Там, в  комнатах коммунальных квартир, поселил писатель своих героев, и нипочем не скажешь, где он сам, надев на себя личину персонажа, а где – вымышленные лица. Все достоверно, зримо, вещественно. Так же, как видим мы убогое обиталище Раскольникова, или нищую комнату Мармеладовых, квартировавших «от жильцов». А вдобавок Юрий Кувалдин поселил героя в комнате в доме семнадцать по Никольской, где жил Николай Чикильдеев из чеховского рассказа «Мужики»! Тут уж литература настолько плотно сплелась с подлинной жизнью, что и не угадать, где кончается литературное сочинение и начинается эта будничная, суетливая действительность…

«Убедительности писатель достигает прежде всего тем, что умеет наблюдать характеры, умеет рисовать людей (а не стандартные соцартовские карикатурки, столь популярные в современной прозе и изрядно набившие оскомину), - писал критик Владимир Новиков. – И когда он ставит этих живых людей в конфликтные ситуации, они не заданную идейку иллюстрируют, а ведут себя сообразно с собственной природой, порой парадоксальной, а потому небезнадежной».

 

4.

           

Характеры персонажей Кувалдина, верно подметил критик, в самом деле вылеплены ярко, выпукло; пластика языка такова, что видишь этих людей воочию. Роман «Так говорил Заратустра»  начинается с того, что сын наблюдает, как его отец побирается на московских улицах.

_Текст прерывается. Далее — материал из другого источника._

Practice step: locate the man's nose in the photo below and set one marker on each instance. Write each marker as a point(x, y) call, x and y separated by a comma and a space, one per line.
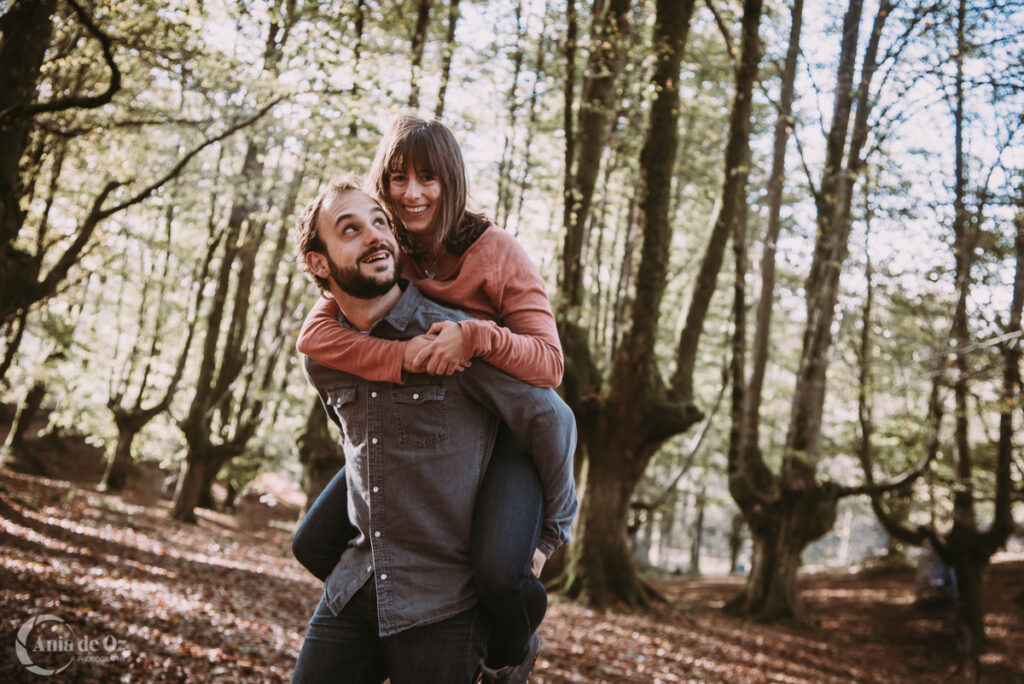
point(376, 234)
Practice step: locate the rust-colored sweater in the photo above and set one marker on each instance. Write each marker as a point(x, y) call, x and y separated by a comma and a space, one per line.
point(496, 282)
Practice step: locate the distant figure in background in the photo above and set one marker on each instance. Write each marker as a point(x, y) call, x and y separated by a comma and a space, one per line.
point(400, 602)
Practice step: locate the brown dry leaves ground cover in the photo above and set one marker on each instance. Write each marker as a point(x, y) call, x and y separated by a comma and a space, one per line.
point(223, 601)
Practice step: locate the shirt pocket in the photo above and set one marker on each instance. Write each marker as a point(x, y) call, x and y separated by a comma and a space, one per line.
point(421, 415)
point(342, 400)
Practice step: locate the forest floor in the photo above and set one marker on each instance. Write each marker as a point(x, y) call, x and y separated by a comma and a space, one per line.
point(151, 599)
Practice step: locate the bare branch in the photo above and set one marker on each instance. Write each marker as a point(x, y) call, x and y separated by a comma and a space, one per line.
point(88, 101)
point(97, 213)
point(724, 29)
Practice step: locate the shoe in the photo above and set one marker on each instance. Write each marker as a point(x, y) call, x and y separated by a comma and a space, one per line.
point(513, 674)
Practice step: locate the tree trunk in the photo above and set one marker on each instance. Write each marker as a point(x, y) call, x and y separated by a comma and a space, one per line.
point(735, 541)
point(318, 453)
point(450, 46)
point(15, 455)
point(119, 461)
point(779, 536)
point(417, 44)
point(189, 487)
point(970, 621)
point(696, 538)
point(609, 33)
point(622, 432)
point(599, 564)
point(25, 35)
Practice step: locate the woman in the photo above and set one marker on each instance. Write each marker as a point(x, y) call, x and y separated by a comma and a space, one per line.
point(458, 257)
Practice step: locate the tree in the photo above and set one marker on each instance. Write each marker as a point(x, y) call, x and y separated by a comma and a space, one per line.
point(318, 453)
point(786, 511)
point(130, 416)
point(622, 429)
point(967, 545)
point(28, 31)
point(222, 417)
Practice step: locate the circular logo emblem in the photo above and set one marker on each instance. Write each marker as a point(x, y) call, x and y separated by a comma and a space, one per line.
point(45, 645)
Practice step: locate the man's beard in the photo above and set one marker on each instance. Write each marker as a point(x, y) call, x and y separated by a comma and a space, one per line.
point(352, 282)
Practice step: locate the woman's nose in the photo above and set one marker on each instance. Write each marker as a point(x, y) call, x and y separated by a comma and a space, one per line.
point(413, 188)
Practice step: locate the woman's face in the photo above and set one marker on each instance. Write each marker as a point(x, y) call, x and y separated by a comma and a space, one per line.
point(416, 199)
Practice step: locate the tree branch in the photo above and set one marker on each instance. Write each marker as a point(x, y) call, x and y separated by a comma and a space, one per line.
point(97, 213)
point(88, 101)
point(724, 29)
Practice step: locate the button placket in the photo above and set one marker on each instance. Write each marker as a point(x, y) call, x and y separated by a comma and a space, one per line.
point(374, 429)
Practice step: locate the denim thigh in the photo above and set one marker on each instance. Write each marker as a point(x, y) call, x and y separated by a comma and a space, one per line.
point(343, 647)
point(444, 652)
point(326, 529)
point(506, 529)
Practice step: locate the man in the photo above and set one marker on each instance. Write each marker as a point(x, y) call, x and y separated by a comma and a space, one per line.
point(400, 601)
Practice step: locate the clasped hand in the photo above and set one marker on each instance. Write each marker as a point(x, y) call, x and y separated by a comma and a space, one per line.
point(439, 351)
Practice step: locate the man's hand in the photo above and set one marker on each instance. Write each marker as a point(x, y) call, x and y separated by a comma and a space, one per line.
point(539, 560)
point(444, 354)
point(413, 347)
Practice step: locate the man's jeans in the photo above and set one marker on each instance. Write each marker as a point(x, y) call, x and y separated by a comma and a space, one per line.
point(346, 647)
point(506, 529)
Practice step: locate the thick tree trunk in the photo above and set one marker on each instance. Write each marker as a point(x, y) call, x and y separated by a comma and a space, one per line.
point(25, 34)
point(189, 486)
point(970, 622)
point(779, 537)
point(599, 564)
point(320, 455)
point(119, 461)
point(609, 31)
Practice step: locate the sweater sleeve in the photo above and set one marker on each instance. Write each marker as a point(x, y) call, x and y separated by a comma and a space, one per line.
point(327, 342)
point(526, 345)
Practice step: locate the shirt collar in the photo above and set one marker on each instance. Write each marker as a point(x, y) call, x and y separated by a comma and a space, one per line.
point(402, 311)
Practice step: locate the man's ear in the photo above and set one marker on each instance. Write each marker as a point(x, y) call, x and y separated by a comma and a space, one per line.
point(317, 264)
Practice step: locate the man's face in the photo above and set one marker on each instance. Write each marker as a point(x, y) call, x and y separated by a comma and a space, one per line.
point(361, 253)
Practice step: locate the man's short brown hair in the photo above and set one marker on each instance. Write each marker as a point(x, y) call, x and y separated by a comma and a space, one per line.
point(307, 239)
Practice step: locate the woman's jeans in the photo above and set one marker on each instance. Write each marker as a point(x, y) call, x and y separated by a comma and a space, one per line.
point(346, 647)
point(506, 530)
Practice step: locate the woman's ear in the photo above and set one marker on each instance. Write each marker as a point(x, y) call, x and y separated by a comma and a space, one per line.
point(317, 264)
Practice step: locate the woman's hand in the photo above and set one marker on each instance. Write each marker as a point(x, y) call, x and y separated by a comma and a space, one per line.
point(539, 560)
point(442, 354)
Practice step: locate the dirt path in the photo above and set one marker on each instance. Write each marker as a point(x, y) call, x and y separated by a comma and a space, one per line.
point(223, 601)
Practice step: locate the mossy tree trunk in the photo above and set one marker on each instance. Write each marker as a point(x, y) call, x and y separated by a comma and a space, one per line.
point(623, 427)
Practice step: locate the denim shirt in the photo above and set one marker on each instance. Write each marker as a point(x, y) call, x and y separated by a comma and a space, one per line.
point(416, 455)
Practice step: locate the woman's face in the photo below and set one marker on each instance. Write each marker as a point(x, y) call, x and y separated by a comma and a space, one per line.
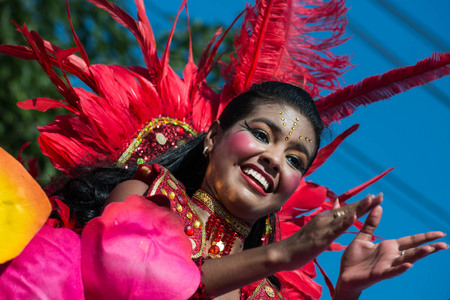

«Беляев в сильном волнении наблюдал эту сцену от соседней витрины. Когда изможденное лицо склонилось и попятилось, Беляев на всякий случай отвернулся, чтобы остаться незамеченным. Потом он увидел, как изможденное лицо энергичным шагом двинулось к бульварам.  Беляев, забыв о хлебе, за которым собственно и вышел, последовал за скороходом. А в голове промелькнуло: надо же, встретился на Сретенке, у нее и название-то от «сретения», то есть торжественной встречи на этом месте принесенной из Владимира в четырнадцатом веке иконы Богоматери, когда Москве угрожал Тимур-хан».

Такая подробная, развернутая экспозиция нужна автору, чтобы уточнить, детализировать характеры героев, их философские воззрения – далее они развиваются в монологах и диалогах отца и сына. И так неспешно, пробираясь сквозь лабиринты жизненных коллизий, подводит автор к сути конфликта. Беляев-младший, успешный, деятельный конъюнктурщик, антисемит неожиданно выясняет, что мать его была еврейкой…

Не рискну анализировать последнее большое произведение Юрия Кувалдина – роман «Родина». Кажется, в нем писатель сознательно разрушает привычные литературные каноны, пародируя всех и вся.

Роман заканчивается так:

«Вздохнув и глотнув водки из горла, Саврасов сказал:

- Но тут уж начинается новая история, которую дорасскажет вам Константин Миронович Достоевский или Родион Афанасьевич Булгаков.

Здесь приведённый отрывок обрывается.